Thank you for being so courageous to post this writing. You are a very beautiful person
I found you on the Handmadeology Forum.
I am going to follow you now. I hope you will do the same, actually I would be honored if you did the same
Here is the link to my Blog:
http://headpinwear.blogspot.com/
Take Care,
Cathy
Oh Pam. It hurts my heart to know that you have been going through such a dark period. I wish we could sit on the deck with the dogs and feel the sunshine on our faces and you could just take some time to breathe. You will be ok.

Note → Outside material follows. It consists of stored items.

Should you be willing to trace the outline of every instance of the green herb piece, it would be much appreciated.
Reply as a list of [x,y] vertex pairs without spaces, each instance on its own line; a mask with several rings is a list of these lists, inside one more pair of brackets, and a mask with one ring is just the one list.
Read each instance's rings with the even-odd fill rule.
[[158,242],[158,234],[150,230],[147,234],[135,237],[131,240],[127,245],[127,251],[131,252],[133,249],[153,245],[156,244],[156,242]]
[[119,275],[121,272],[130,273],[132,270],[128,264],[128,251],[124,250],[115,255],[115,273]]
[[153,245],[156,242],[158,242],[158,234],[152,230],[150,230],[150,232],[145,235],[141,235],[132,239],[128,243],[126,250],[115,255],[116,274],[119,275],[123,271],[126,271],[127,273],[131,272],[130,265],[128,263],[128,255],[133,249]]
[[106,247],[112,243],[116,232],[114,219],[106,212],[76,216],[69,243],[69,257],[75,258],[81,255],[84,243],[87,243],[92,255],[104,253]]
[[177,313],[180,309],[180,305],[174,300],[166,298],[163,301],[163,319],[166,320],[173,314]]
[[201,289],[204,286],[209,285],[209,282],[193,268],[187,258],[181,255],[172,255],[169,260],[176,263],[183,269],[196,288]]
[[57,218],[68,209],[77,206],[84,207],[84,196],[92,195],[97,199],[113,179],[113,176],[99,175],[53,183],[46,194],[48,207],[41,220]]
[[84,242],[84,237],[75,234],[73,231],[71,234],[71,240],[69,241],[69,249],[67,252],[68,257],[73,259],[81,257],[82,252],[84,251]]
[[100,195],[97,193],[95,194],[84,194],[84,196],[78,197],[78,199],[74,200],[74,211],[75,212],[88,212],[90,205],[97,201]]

I am so far from being a perfectionist so I don’t know that I understand your sadness over the bag tearing but being the problem-solving kind of girl that I am, I would be so flipping proud of myself if I figured out how to take a ruined back and fix it and make it better. You need to give yourself credit for mulling it over and making it better, stronger, faster… oh, wait. It’s not Steve Austin
love you so big.
xoj
Many people are feeling just like you in the world, but they cover it up and try to not let anyone know. I admire you lettting this out and sharing with others this pain. For we ALL are imperfect and our struggles are many. I had a perfectionist dad, who I loved but scares remain. Also had a horrible perfectionist sewing teacher, so bad I hate to sew, but went on to be really good at sculpture and design! Triumph! I dont believe your bag tore because you were so proud of it, the bag tore because it had a weak spot. Thankfully you are so talented you can fix that weak spot and go on to make gorgeous things that make others smile with wonderment!! Your talent to make things will sooth not only your soul, but bring joy to others! You are never defeated unless you quit. So I have vowed to never quit. I may have to sit down and rest now and then, but I will not quit. This is what I told God many years ago after my husband died from a drunk driver accident. I was left with two babies to raise. Which I did and they are the blessing of my life now!!
found your blog on HMET! Everything is going to work out ok, I just know it!
It’s a beautiful bag. Just gorgeous. I am about to sew my first vinyl bag and I’m terrified about getting the lining in. I’m sure mine will be nowhere as lovely as yours, even with the tear and repair.